Because it is compiler generated assembler, as opposed to assembler from disassembled .exe, it is more symbolic and easier to follow.
因为它是编译器生成的汇编程序,而不是从反汇编的 .exe 中生成的汇编程序,它更具象征意义且更易于遵循。
回答by Coding With Style
Familiarity with low level assembly (and I mean low level assembly, not "macros" and that bull) is probably a must. If you really want to read the raw machine code itself directly, usually you would use a hex editor for that. In order to understand what the instructions do, however, most people would use a disassembler to convert that into the appropriate assembly instructions. If you're one of the minority who wants to understand the machine language itself, I think you'd want the Intel? 64 and IA-32 Architectures Software Developer's Manuals. Volume 2specifically covers the instruction set, which relates to your query about how to read machine code itself and how assembly relates to it.

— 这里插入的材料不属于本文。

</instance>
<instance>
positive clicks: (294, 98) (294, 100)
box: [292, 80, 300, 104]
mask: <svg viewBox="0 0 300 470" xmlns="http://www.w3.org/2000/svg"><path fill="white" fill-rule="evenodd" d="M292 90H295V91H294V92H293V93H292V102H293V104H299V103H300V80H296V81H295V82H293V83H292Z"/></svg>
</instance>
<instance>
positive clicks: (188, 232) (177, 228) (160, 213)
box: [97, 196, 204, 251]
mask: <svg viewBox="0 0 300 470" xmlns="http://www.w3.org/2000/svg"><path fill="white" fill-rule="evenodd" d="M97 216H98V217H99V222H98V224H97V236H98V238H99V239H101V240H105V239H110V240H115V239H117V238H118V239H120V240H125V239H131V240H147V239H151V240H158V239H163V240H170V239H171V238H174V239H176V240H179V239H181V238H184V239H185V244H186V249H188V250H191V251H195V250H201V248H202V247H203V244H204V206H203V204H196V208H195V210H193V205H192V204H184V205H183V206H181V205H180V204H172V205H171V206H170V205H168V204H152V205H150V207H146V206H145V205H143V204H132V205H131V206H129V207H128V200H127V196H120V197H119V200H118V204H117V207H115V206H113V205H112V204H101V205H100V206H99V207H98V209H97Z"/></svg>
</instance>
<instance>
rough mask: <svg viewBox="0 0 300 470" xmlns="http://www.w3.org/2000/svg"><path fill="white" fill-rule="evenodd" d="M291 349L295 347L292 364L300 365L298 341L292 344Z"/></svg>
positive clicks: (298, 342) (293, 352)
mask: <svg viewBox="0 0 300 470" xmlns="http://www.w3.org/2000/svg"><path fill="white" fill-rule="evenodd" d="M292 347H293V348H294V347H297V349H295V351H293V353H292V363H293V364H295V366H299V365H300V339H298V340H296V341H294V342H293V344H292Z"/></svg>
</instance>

熟悉低级程序集(我的意思是低级程序集,而不是“宏”和那头公牛)可能是必须的。如果你真的想直接读取原始机器代码本身,通常你会使用十六进制编辑器。然而,为了理解指令的作用,大多数人会使用反汇编器将其转换为适当的汇编指令。如果你是少数想要了解机器语言本身的人之一,我想你会想要英特尔?64 和 IA-32 架构软件开发人员手册。第 2 卷专门介绍了指令集,它与您关于如何读取机器代码本身以及汇编如何与之相关的查询有关。
回答by zeroin23
Just relating to this question, anyone still read things like CD 21?
就这个问题而言,还有人读CD 21之类的东西吗?
I remembered Sandra Bullock in one show, actually reading a screenful of hex numbers and figure out what the program does. Sort of like the current version of reading Matrix code.
我记得在一个节目中桑德拉·布洛克 (Sandra Bullock),实际上是阅读了一整屏的十六进制数字并弄清楚程序做了什么。有点像阅读矩阵代码的当前版本。
if you do read stuff like CD 21, how do you remember the different various combinations?
如果您确实阅读了 CD 21 之类的内容,您如何记住不同的组合?
回答by Dinah
Both your curiosity and your level of understanding is exactly where I was at one point. I highlyrecommend Code: The Hidden Language of Computer Hardware and Software. This will not answer all of the questions you ask here but it will shed light on some of the utterly black magic aspects of computers. It's a thick book but highly readable.
你的好奇心和你的理解水平正是我当时所处的位置。我强烈推荐代码:计算机硬件和软件的隐藏语言。这不会回答你在这里提出的所有问题,但它会阐明计算机的一些完全黑魔法的方面。这是一本厚厚的书,但可读性很强。